You've probably heard of or even read the book, Why Bad Things Happen to Good People. Well, I'm wondering why don't bad things don't happen to bad people? And, to answer my own question, of course they do. The fellow recently released from prison in Scotland for his role in engineering the Lockerbie air tragedy has cancer. We'd call him a bad guy and cancer is a bad thing, no doubt about it.
But there are other times when the bad seem to walk between the raindrops that douse the rest of us.
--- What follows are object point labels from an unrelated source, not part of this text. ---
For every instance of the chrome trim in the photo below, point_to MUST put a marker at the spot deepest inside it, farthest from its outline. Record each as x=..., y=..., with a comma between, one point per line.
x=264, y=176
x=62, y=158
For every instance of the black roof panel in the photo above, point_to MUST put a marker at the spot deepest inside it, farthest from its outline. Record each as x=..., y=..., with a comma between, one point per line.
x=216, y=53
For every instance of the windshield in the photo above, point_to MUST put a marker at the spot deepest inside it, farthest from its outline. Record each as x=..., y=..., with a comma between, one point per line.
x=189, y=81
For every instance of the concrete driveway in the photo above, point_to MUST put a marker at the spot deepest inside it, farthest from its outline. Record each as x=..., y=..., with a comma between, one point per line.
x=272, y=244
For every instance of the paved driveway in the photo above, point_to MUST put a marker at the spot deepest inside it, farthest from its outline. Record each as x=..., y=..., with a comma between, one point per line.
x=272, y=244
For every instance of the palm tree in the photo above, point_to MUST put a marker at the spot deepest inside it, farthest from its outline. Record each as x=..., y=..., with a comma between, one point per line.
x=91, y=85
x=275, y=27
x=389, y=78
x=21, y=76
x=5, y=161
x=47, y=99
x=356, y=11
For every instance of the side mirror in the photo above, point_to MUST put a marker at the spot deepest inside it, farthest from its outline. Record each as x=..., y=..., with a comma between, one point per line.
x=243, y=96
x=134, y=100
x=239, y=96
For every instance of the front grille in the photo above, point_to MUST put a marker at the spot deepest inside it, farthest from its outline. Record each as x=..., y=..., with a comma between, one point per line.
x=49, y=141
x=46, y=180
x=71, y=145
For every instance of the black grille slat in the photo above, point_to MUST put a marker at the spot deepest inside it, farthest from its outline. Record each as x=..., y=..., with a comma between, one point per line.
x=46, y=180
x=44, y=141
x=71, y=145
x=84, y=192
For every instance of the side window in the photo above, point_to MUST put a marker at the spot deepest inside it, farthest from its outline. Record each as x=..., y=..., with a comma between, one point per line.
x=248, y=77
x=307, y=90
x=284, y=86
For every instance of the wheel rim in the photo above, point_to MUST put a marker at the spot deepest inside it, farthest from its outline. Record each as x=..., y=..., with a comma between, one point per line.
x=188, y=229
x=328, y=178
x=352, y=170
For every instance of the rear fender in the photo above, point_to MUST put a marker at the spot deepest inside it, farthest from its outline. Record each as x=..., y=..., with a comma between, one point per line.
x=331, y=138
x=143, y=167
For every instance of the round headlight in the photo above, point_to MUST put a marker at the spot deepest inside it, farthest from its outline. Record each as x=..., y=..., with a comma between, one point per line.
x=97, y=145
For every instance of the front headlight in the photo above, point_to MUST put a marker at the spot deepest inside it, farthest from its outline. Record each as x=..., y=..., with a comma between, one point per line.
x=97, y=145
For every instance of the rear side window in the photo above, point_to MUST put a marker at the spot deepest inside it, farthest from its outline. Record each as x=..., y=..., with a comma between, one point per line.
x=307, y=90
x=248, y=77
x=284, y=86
Someone lies, manipulates, or deceives and appears to get away with it, while you or I would be caught red-handed. Maybe to be good at being bad, you need to practice and most of us would rather not.
For one thing, there's the tiny matter of conscience. We feel guilty because we're capable of imagining how it might feel to be someone else. Conscience doesn't bother the bad because they don't care how others feel. The boundaries of their concern extend no further than the surface of their own skin.
I'm not certain how they manage to dodge the doom that would befall me. Perhaps it's a matter of perspective and they really have a lot more bad luck than it seems. In The Chronicles of Narnia: The Last Battle, hell is depicted as the willful choice, over and over, of self over everything and everyone else. Eventually, nothing is left but an empty, dark, and lonely universe. Maybe that's the worst luck of all.